Why does the pull the plug mentality exist?
I think it comes down to serval factors:
1. Courts and the process of accepting evidence......... having a whole system image makes the lawyers and everyone feel more "secure", especially when it is a crucial piece of evidence. If there are missing parts to the evidence it creates holes that can be used by opposing parties.
2. The perspective on digital evidence in the criminal justice system is derived from the collection of evidence at an actual physical crime scene. So the idea that are taught to much of law enforcement are about "control the crime scene" and "protect the evidence" and this boilds down to stopping the system in its tracks.
Now since I have been doing this (the late 90's) agents have always been taught to grab volatile data... just to different levels of sophistication.

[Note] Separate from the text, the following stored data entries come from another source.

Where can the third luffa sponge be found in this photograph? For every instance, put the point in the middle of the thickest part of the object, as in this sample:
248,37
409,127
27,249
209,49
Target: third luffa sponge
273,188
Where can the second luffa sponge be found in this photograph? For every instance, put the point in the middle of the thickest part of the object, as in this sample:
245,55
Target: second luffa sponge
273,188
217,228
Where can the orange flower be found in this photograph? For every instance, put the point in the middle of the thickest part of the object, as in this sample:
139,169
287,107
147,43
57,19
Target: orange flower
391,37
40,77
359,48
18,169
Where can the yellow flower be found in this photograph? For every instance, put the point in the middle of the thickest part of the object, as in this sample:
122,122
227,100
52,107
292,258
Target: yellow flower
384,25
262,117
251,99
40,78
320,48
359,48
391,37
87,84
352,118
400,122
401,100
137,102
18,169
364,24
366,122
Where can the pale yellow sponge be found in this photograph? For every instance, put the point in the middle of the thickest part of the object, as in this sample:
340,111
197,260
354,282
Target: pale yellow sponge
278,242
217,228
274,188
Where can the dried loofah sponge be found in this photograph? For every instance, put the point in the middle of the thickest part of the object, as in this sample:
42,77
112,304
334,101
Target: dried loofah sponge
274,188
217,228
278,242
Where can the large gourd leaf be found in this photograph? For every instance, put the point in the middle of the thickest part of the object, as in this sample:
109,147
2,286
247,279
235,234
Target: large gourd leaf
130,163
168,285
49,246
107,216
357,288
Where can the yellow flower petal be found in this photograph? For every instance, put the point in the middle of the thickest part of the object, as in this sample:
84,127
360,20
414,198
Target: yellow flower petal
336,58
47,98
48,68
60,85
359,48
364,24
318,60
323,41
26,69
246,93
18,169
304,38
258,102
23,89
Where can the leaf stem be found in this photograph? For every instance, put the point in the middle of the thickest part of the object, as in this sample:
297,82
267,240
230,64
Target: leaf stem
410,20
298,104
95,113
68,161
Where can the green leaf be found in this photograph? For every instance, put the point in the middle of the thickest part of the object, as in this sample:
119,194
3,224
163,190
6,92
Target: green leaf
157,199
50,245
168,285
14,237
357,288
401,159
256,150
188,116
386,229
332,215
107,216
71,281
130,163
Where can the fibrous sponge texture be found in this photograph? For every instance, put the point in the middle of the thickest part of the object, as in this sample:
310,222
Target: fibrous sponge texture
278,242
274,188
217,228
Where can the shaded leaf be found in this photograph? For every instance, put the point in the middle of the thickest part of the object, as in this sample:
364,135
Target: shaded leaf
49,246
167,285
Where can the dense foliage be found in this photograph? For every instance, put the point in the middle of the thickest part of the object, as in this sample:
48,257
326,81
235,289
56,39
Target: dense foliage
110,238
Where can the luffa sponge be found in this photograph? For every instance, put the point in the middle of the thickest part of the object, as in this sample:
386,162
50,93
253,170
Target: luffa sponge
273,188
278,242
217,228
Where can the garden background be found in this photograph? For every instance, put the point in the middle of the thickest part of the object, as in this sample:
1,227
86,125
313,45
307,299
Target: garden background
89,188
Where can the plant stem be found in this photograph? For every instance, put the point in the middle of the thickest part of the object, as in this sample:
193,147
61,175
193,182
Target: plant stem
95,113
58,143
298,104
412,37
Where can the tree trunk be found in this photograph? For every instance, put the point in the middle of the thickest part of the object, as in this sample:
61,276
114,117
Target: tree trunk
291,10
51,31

3. "Building a Robust Case"
I think this is an excellent point and something that is already done. A digital case or even a digital security investigation that will not go criminal trial should depend on multiple points of data to ensure accuracy and reliability. This is generally already done.
So why does the LE pull the plug mentality persist? Because the standard government model is to push people into these positions with a limited amount of training. But I see it in the private sector too..........it is not just law enforcement.
It is also lawyers and juries who have a vague understanding of the technology and they seem to expect this method to "perfectly freeze" any digital evidence.
Everyone wants the smoking gun when I work cases... sometimes there is one. But often it is made up of multiple pieces of evidence.
I think the answer is about teaching investigators (LE or Private Sector) how to assess the matter they are investigating and all the potential sources of evidence and then the best methods of collections for all those various sources in a way to maximize the reliability of each piece of the case they collect.
Besides your arrays and servers, what about bitlocker?
Another problem is, who is the person that will stand up and say I know how to analyze volatile memory and processes? Not in your world, but in the world of the local LE.
Court opinions can be changed. Computer forensics is evolving and someone (the prosecutor) needs to step up and educate the Courts on the changes. But which Prosecutor?
I beleive that early on in your Incident Response Planning, a decision should be made on when to involve LE. When the times comes, call them in and pass on what you got. Then let them acquire the rest. Besides obtaining the data or evidence, is Chain-of-Custody. That IMHO is more important that how you got it. You can explain to the Courts the reasons for not following the "Dinosaurs", but not having a chain-of-custody will get your stuff tossed.